When I explain to my friends and family what I am involved in, they all think it’s amazing. It’s very tangible what we’re trying to achieve.
How important do you think patients’ voices are in the research process?
I think we are learning from the researchers that our voices are important. Throughout my illness, I wouldn’t have felt that my voice was at all important. For a long time during my illness, I didn’t even feel that I had a voice because I was very ill and weak. My sister was my voice and she was working with my best intentions in mind, but you do lose your own voice.
I have heard researchers come along and talk about what they are trying to achieve and you know, they really need patients to talk to them and share their experiences and that has been a real eye opener. It has been a transformative experience for me I have to say.
What personal value have you gotten from your involvement?
Meeting Amanda! That’s a wonderful experience for anyone to have, seeing the passion she brings to her work. It gives me great hope as a former patient to see that there are people behind the scenes who care so much about research and its immediate impact on patient care.
When you look at the various PPI communities that are now cropping up, everyone is realising the importance of them. We are starting to realise that people who have had the lived experience or are going through it do have a lot to add to the research process. The researchers have, I feel, come out of their bubble and realised that they need this very tangible information that patients can offer.
Would you encourage others to get involved?
I would, absolutely!
So many people are peripherally involved in a loved one’s cancer journey. I saw it when I got ill. My sister was my absolute saviour. All my family had a huge part to play and all of their families too. Every day and night I had someone coming in to visit me. I never asked, but they were always there, it was just amazing. My friends were amazing too.
Other people have to be involved in your journey, no matter how independent you are. I was in hospital for seven months, so it was a long time for people to keep coming to see me. Then, when I came home, I wasn’t physically able to do things for myself, so my friends came over and cleaned my house.
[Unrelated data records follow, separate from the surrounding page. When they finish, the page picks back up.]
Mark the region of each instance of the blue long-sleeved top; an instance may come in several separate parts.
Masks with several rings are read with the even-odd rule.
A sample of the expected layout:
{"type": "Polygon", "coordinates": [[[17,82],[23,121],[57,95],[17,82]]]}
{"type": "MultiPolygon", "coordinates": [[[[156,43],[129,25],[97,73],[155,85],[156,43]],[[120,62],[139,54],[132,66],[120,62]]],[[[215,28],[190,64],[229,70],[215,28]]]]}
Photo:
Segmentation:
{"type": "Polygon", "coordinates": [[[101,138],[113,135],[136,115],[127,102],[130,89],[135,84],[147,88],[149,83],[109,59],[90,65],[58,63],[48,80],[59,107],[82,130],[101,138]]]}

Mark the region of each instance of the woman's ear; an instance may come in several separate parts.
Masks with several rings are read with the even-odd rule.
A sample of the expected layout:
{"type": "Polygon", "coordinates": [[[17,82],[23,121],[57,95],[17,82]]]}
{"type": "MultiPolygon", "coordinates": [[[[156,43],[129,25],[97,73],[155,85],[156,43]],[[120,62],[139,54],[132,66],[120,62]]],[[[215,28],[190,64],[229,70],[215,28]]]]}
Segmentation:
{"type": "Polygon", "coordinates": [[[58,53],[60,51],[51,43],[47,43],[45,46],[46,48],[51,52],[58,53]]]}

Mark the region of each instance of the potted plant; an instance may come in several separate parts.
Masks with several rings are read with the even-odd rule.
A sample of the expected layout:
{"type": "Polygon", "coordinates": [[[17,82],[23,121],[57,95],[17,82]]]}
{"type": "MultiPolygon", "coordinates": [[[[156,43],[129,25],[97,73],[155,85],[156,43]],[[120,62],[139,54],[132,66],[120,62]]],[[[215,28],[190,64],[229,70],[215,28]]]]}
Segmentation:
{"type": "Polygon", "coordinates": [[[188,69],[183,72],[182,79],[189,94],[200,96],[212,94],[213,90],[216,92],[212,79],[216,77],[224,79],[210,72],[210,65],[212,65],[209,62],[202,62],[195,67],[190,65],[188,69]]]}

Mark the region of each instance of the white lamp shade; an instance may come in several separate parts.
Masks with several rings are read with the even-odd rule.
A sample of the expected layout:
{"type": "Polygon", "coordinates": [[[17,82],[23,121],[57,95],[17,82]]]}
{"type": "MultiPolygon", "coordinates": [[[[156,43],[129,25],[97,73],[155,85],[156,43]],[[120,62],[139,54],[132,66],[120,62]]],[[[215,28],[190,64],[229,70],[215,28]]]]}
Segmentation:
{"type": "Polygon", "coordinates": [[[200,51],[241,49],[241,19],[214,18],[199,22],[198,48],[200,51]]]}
They did my shopping and my washing, they were so wonderful and I will always thank them.
There are also other caregivers involved, take my GP for example. She had always been there for me but outside the inner circle. I would go to see her every so often or she would ring just for a chat. And all the consultants, nurses, pharmacists, physios, the myriad of people who support and care for you, you come to depend on them.
My journey with leukaemia was acute. I still have little things wrong with me that will continue for the rest of my life and that’s fine. There are people who are living with chronic illness whose journey will never really finish, they live day to day, whether on medication or on a course of treatment with no end in sight.
I think people in the periphery of your journey can learn more about you if they see you in the PVCR space because they can see how you’re interacting with others on the same journey. When I walk into a PVCR meeting room or event, I feel my shoulders go down. I just relax. I know that I am in a very safe space and that I can talk about anything.
We’ve all become very good friends at this stage, I have a very warm relationship with so many of the committee now, it’s so lovely!